Course material 2010–11
Concurrent and Distributed Systems II
Lecturer: Dr D. Evans
No. of lectures: 8
Prerequisite courses: Concurrent and Distributed Systems I, Operating Systems
These eight lectures, together with the eight in the Michaelmas Term, form a single course of 16 lectures.
Aims
The aims of this course are to study the fundamental characteristics of distributed systems, including their models and architectures; the implications for software design; some of the techniques that have been used to build them; and the resulting details of good distributed algorithms and applications.
Lectures on Distributed Systems (Lent Term)
- Introduction, Evolution, Architecture.
Fundamental properties. Evolution from LANs. Introduction to the need
for naming, authentication, policy specification and enforcement.
Examples of multi-domain systems.
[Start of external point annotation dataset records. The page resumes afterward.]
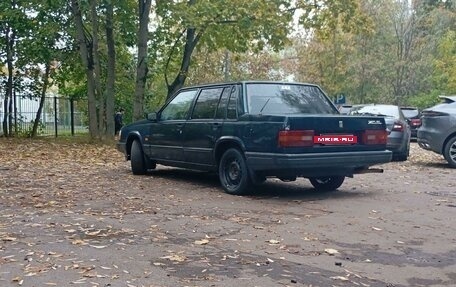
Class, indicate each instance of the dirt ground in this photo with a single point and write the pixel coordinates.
(72, 214)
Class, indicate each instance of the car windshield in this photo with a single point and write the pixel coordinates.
(410, 113)
(376, 110)
(265, 98)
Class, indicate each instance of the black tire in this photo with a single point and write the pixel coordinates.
(327, 183)
(449, 152)
(233, 172)
(403, 155)
(138, 161)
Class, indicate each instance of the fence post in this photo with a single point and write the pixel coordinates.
(55, 115)
(72, 116)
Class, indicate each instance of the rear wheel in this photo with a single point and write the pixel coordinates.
(139, 162)
(233, 172)
(327, 183)
(403, 155)
(450, 152)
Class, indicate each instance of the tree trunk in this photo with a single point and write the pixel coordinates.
(96, 67)
(42, 99)
(111, 73)
(85, 50)
(142, 69)
(7, 104)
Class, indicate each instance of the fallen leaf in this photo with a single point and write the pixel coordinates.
(339, 278)
(175, 257)
(9, 238)
(98, 246)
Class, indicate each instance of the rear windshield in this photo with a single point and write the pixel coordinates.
(376, 110)
(410, 113)
(265, 98)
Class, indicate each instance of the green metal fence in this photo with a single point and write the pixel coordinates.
(60, 116)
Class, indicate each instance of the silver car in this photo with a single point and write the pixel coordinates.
(438, 129)
(399, 132)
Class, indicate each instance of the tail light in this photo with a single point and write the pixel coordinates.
(297, 138)
(433, 114)
(374, 137)
(398, 127)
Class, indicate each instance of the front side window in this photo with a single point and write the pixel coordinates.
(178, 108)
(206, 104)
(274, 98)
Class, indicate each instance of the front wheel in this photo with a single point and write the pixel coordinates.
(328, 183)
(233, 172)
(450, 152)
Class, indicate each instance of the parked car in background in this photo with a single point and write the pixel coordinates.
(413, 115)
(248, 131)
(438, 130)
(399, 132)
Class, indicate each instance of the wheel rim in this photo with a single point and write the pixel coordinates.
(233, 172)
(452, 152)
(323, 180)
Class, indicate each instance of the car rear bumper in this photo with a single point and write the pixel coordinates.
(313, 164)
(122, 147)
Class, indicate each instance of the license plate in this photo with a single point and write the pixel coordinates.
(335, 139)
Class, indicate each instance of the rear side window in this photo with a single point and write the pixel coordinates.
(265, 98)
(178, 107)
(410, 113)
(234, 108)
(206, 104)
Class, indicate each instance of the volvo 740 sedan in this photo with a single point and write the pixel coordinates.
(249, 131)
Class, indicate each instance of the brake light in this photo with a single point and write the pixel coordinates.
(398, 127)
(433, 114)
(374, 137)
(297, 138)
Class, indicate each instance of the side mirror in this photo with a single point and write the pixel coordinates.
(152, 117)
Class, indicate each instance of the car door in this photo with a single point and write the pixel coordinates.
(166, 138)
(204, 126)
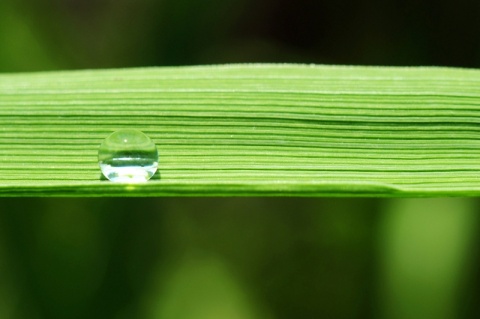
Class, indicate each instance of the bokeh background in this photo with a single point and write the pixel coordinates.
(238, 258)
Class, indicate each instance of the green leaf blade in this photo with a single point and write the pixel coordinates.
(240, 130)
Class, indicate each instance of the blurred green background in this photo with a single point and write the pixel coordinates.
(237, 258)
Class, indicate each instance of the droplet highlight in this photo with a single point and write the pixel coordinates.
(128, 156)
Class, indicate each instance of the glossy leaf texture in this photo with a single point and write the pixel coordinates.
(247, 130)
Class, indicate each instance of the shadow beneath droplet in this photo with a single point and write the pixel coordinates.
(156, 176)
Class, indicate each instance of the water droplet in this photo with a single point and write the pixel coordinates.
(128, 156)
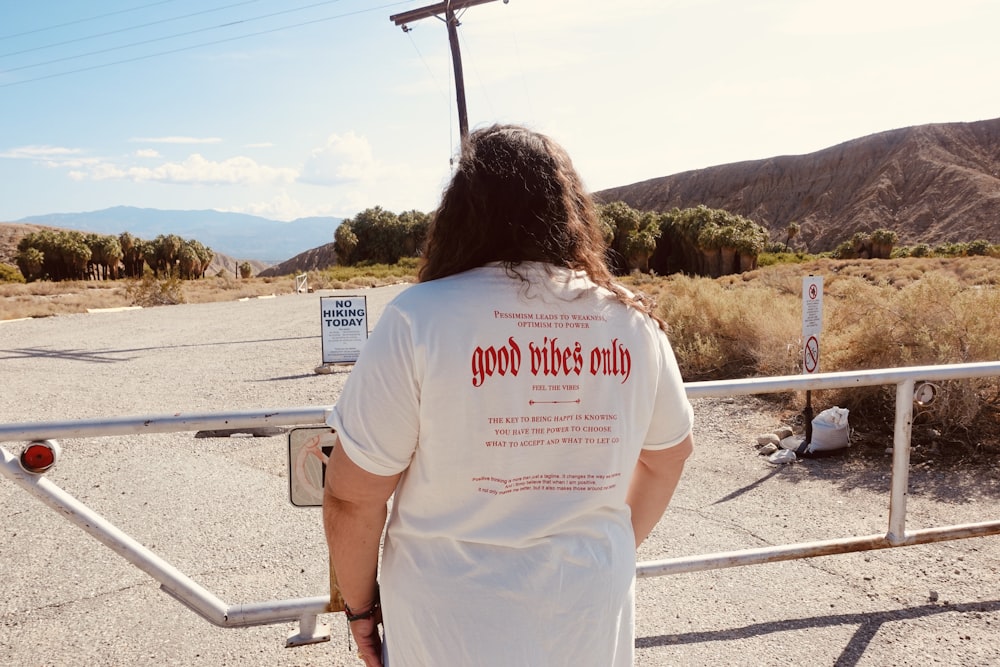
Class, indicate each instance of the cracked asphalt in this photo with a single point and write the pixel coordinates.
(218, 510)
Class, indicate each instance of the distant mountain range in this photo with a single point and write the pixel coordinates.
(238, 235)
(930, 184)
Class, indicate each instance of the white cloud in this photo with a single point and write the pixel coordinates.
(176, 140)
(282, 207)
(344, 159)
(39, 152)
(195, 170)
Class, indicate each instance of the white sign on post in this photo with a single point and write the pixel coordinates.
(344, 323)
(812, 322)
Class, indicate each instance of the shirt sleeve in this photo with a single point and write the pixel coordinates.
(673, 417)
(377, 415)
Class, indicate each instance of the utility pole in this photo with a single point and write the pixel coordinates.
(448, 8)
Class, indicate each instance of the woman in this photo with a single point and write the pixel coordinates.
(530, 418)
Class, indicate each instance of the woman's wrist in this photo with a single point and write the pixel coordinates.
(363, 611)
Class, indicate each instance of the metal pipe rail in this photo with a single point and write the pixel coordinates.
(306, 610)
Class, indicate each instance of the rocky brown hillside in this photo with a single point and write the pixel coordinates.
(929, 183)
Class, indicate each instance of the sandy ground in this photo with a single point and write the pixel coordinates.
(218, 510)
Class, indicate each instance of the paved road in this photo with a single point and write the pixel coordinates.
(217, 509)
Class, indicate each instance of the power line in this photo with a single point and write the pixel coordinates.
(85, 20)
(197, 46)
(166, 37)
(120, 30)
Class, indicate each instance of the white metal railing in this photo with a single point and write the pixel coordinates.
(307, 610)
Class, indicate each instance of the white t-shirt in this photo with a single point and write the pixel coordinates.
(517, 411)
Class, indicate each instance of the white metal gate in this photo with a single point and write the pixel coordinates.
(307, 610)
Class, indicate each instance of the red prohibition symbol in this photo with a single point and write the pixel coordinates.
(810, 355)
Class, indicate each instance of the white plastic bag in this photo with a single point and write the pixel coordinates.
(830, 430)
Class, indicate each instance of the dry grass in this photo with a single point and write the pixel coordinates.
(877, 314)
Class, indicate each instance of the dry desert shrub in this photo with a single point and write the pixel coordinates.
(730, 330)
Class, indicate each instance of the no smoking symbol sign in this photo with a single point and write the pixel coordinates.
(810, 355)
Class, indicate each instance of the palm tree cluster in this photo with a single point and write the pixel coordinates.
(72, 255)
(378, 236)
(697, 241)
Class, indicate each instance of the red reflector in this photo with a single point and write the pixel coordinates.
(37, 458)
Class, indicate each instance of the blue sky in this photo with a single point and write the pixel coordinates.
(290, 108)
Why things can get difficult
quickly. Enough Erlang to understand subsequent examples.
- Time and event ordering.
Time, clocks and event ordering.
Earth time, computer clocks, clock drift, clock synchronisation.
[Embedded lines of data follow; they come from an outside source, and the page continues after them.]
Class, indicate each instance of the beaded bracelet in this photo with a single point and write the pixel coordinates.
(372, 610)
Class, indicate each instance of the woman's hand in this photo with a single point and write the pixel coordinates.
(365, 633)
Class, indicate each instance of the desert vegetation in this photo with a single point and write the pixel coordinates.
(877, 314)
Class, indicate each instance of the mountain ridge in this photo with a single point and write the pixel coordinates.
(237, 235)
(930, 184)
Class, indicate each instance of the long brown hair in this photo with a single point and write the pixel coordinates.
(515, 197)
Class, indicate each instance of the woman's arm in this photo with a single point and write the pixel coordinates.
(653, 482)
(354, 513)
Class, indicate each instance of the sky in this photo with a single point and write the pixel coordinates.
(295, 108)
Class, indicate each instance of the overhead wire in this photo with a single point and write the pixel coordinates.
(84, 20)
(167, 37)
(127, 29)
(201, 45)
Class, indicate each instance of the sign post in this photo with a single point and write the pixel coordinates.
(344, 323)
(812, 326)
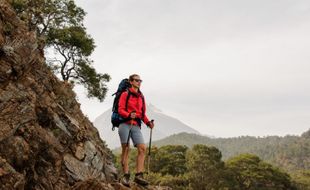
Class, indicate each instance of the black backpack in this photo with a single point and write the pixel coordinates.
(116, 118)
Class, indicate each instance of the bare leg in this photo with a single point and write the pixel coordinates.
(124, 158)
(140, 158)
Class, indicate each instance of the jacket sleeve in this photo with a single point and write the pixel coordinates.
(145, 119)
(122, 105)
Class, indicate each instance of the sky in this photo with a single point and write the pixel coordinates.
(225, 68)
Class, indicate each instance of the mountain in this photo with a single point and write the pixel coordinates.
(164, 126)
(45, 140)
(291, 153)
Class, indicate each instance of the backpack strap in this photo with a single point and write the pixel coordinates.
(127, 99)
(143, 105)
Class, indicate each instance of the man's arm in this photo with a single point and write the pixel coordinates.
(122, 105)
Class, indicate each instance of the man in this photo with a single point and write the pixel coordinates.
(135, 113)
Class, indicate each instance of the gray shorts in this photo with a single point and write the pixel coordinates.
(135, 134)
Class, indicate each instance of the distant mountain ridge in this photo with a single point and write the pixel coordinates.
(165, 125)
(290, 152)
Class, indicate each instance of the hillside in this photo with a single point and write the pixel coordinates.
(165, 126)
(45, 140)
(289, 152)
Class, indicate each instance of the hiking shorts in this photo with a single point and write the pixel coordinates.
(135, 134)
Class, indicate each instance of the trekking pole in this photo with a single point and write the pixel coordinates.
(149, 154)
(129, 134)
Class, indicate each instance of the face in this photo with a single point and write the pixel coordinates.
(136, 82)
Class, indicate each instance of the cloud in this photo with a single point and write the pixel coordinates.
(223, 67)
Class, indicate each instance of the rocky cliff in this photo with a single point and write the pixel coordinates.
(45, 140)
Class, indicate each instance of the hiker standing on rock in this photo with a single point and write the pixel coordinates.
(132, 106)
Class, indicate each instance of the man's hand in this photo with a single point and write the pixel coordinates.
(151, 124)
(133, 115)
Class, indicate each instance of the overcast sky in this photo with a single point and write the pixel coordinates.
(226, 68)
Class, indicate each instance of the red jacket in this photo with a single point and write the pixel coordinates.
(135, 103)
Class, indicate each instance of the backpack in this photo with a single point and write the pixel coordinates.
(116, 118)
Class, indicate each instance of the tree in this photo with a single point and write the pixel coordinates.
(169, 159)
(59, 27)
(252, 173)
(205, 168)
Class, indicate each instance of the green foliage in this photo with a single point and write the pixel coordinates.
(290, 152)
(201, 167)
(169, 160)
(205, 167)
(302, 179)
(59, 27)
(252, 173)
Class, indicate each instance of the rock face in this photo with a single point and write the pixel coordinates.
(45, 140)
(46, 143)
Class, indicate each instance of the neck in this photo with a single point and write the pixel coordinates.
(135, 89)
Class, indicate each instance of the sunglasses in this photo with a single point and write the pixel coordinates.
(137, 80)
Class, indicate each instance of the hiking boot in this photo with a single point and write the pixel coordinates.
(140, 180)
(125, 180)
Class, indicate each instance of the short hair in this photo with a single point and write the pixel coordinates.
(131, 77)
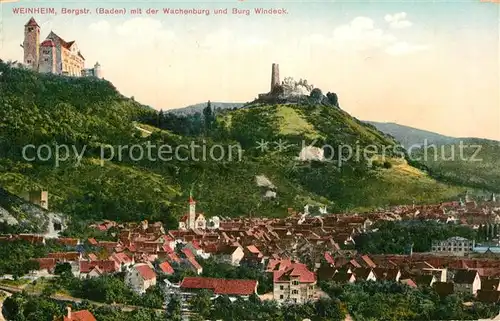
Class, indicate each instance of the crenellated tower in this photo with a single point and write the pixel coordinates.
(31, 44)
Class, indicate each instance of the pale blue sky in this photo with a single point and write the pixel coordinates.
(427, 64)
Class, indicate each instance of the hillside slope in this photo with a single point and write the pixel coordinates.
(198, 108)
(478, 167)
(410, 136)
(90, 113)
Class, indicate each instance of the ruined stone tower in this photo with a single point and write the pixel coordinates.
(31, 44)
(275, 76)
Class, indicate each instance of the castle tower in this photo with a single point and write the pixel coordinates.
(97, 70)
(275, 76)
(31, 44)
(48, 60)
(192, 212)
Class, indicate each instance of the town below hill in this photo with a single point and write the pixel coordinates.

Order imposed by inter-process communication.
Timestamps point/interval.
Event composition; uncertainty of ordering, failure and delay.
Process groups: open/closed, structured/unstructured. Message delivery ordering: arrival order; causal order (vector clocks); total order. Physical causality from real-world examples.
- Consistency and commitment.
Strong and weak consistency. Replica management. Quorum assembly.
Distributed transactions. Distributed concurrency control:
two-phase locking, timestamp ordering.
Atomic commitment; two-phase commit protocol.
Distributed optimistic concurrency control and commitment.
Some algorithm outlines: Election of a leader. Distributed mutual exclusion.
- Middleware.
Synchronous: RPC, object-orientated. Asynchronous: message orientated,
publish/subscribe, peer-to-peer.
Event-based systems.
Examples of some simple distributed programs in Java and Erlang.
- Naming and name services.
Unique identifiers, pure and impure names.
Name spaces, naming domains, name resolution.
Large scale name services: DNS, X.500/LDAP, GNS.
Use of replication. Consistency-availability tradeoffs.
Design assumptions and future issues.
- Access control for multi-domain distributed systems.
Requirements from healthcare, police, emergency services, globally
distributed companies.
ACLs, capabilities, Role-Based Access Control (RBAC). Context aware
access control.
Examples: OASIS, CBCL OASIS, Microsoft Healthvault, ... Authentication and authorisation: Raven, Shibboleth, OpenID.
- Distributed storage services. Summary and roundup.
Network-based storage services. Naming and access control.
Peer-to-peer protocols. Content distribution.
Summary and roundup. Open problems for future years: transactional main
memory; multicore concurrency control; untrusted components. Byzantine
failure.
Objectives
At the end of the course students should
- understand the need for concurrency control in operating systems
and applications, both mutual exclusion and condition
synchronisation;
- understand how multi-threading can be supported and the
implications of different approaches;
- be familiar with the support offered by various programming
languages for concurrency control and be able to judge the scope,
performance implications and possible applications of the various
approaches;
- be aware that dynamic resource allocation can lead to deadlock;
- understand the concept of transaction; the properties of
transactions, how concurrency control can be assured and how
transactions can be distributed;
- understand the fundamental properties of distributed systems and
their implications for system design;
- understand the effects of large scale on the provision of
fundamental services and the tradeoffs arising from scale;
- be familiar with a range of distributed algorithms.
Recommended reading
* Bacon, J. & Harris, T. (2003). Operating systems: distributed and concurrent software design. Addison-Wesley.
Bacon, J. (1997). Concurrent Systems. Addison-Wesley.
Tanenbaum, A.S. & van Steen, M. (2002). Distributed systems. Prentice Hall.
Coulouris, G.F., Dollimore, J.B. & Kindberg, T. (2005, 2001). Distributed systems, concepts and design. Addison-Wesley (4th, 3rd eds.).